A rappresentare il progetto, l’assessore  Avv. Antonio Carannante:
“Ci siamo aggiudicati un finanziamento di 267.000,00 euro, tramite la Regione Campania, del Fondo Europeo Affari Marittimi e Pesca con il quale finalmente proveremo ad offrire un’alternativa alle attuali casse in polistirolo per la raccolta del pescato, sostituendo con casse riutilizzabili dotate anche di microchip per il loro monitoraggio.
Questo finanziamento ci permetterà anche di utilizzare un apposito macchinario per il lavaggio dei contenitori ed il riutilizzo delle cassette volta per volta, grazie all’accordo con il comune di Pozzuoli, sede del mercato ittico di riferimento. E’ una proposta che proverà a ridurre i costi sostenuti dai nostri pescatori, oggi costretti a comprare ogni anno decine di migliaia di cassette in polistirolo, e allo stesso tempo a tutelare il nostro mare e le spiagge.
E’ stato un progetto – di cui parleremo diffusamente il 1 dicembre in un apposito incontro pubblico – che il sottoscritto ha curato unitamente all’Assessore all’Ambiente Titta Lubrano tramite anche il Consorzio del pescato di Procida in persona del suo Presidente Antonio Veneziano, che ringraziamo per la collaborazione, insieme al Comune di Pozzuoli con l’Assessore Titti Zazzaro.
Il progetto ci darà l’opportunità anche di sensibilizzare e incentivare il consumo di specie di pesce meno richieste ma altrettanto gustose con una magnifica degustazione – il 2 dicembre in Piazza Marina Grande – di 7 chef procidani, sotto il motto che “per salvare il mare occorre mangiarlo tutto”.

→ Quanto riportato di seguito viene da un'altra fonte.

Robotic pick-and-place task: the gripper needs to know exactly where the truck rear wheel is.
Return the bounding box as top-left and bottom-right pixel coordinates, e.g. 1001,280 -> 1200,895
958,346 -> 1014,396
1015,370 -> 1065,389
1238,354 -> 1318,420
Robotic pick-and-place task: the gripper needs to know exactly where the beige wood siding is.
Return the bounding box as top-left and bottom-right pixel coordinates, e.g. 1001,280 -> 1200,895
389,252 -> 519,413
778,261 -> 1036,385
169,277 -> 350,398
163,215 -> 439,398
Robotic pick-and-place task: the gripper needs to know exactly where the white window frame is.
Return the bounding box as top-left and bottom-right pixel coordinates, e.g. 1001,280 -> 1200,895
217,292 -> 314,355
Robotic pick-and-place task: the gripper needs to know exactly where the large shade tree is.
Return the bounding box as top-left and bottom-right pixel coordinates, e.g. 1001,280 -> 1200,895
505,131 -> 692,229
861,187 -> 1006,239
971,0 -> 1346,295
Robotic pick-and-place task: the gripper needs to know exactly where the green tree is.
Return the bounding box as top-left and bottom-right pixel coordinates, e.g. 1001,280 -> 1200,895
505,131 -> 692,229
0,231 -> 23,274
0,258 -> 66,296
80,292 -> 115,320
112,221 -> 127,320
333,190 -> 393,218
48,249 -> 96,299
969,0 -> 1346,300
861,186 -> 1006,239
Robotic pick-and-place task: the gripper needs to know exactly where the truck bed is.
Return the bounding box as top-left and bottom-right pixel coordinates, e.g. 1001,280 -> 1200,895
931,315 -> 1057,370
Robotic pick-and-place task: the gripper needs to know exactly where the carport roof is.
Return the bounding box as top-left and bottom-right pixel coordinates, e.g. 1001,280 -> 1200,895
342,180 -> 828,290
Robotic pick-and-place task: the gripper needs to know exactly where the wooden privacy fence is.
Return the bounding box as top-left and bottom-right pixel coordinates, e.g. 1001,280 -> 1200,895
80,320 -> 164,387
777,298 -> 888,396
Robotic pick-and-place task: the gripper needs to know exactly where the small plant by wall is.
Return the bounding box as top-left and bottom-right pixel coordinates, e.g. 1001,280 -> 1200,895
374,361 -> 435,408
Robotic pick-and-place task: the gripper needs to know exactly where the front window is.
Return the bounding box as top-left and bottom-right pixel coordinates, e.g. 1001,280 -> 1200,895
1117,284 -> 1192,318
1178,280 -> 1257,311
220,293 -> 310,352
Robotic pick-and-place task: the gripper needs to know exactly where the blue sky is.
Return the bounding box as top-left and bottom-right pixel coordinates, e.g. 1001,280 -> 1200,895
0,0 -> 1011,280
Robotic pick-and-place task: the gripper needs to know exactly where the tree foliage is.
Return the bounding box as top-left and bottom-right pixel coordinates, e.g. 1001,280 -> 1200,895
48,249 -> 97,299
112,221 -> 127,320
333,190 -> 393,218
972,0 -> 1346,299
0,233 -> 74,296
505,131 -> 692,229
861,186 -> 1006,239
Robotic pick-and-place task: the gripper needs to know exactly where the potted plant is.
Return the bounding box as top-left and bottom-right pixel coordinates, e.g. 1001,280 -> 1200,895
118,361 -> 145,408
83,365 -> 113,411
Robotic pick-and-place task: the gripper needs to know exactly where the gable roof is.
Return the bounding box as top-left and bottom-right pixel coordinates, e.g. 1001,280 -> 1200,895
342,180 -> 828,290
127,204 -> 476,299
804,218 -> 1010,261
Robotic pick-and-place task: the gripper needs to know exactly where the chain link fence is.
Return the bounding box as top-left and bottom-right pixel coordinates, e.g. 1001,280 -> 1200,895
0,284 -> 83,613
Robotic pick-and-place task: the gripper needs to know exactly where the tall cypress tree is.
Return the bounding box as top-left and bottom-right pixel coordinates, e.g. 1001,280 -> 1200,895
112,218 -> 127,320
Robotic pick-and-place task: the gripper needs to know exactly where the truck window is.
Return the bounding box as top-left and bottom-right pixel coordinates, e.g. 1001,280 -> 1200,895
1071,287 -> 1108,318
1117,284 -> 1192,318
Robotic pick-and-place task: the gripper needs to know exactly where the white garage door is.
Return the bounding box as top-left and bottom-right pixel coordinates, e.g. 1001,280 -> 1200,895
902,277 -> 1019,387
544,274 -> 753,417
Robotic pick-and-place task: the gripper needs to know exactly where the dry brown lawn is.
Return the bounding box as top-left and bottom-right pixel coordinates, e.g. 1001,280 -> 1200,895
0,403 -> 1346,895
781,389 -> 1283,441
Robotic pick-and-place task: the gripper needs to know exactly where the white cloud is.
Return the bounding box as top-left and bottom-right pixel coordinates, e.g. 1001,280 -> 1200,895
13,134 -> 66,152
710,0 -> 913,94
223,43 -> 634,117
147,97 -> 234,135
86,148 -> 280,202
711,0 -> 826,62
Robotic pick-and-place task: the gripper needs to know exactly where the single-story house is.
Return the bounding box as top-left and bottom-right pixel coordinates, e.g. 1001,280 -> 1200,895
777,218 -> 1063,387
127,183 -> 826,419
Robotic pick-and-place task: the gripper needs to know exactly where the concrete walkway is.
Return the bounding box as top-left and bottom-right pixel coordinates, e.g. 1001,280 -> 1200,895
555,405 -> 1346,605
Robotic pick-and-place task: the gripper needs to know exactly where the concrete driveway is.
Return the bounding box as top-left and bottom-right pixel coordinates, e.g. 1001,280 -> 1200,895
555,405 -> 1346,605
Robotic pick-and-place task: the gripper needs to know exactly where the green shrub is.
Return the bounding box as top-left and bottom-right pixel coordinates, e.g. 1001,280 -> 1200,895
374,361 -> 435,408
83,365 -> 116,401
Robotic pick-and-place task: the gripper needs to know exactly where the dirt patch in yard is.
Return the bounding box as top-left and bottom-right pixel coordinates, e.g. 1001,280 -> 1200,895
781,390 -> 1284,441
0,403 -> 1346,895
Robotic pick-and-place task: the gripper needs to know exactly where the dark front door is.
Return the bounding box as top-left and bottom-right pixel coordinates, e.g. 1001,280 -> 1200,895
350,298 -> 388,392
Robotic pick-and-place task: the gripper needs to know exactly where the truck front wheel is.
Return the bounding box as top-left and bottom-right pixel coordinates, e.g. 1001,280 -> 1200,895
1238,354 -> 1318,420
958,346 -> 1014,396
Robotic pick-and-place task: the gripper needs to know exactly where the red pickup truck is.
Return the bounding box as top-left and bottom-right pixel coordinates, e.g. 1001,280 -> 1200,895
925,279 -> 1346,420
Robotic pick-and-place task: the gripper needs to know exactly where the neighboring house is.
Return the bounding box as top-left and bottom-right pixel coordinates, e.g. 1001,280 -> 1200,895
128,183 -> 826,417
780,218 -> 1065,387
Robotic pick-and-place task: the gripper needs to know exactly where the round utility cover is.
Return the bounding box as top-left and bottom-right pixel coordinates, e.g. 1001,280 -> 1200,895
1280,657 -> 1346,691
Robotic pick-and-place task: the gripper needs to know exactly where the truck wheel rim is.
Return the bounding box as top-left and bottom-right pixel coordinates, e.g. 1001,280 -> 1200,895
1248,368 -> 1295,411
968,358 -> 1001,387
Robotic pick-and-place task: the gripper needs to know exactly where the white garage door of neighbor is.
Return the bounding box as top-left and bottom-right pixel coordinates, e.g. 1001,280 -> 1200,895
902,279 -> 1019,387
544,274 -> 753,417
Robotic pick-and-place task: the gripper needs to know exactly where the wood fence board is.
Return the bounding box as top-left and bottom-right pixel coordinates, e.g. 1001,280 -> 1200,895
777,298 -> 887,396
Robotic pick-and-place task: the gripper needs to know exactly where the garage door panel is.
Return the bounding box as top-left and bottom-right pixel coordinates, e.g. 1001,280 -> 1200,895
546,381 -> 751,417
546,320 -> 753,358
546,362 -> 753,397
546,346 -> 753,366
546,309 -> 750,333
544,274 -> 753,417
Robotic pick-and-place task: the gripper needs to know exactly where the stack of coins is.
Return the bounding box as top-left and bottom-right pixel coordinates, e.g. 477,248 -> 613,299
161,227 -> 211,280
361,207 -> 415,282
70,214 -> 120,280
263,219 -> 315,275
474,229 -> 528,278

Il settore pesca è un settore in sofferenza e che sta cambiando tanto in quanto gli aspetti ecologici devono sempre più bilanciarsi con quelli economici di chi campa di questo lavoro. Non è semplice. Procida ha un’importante storia anche in questo settore, e cerchiamo di fare il possibile per la sua tutela”.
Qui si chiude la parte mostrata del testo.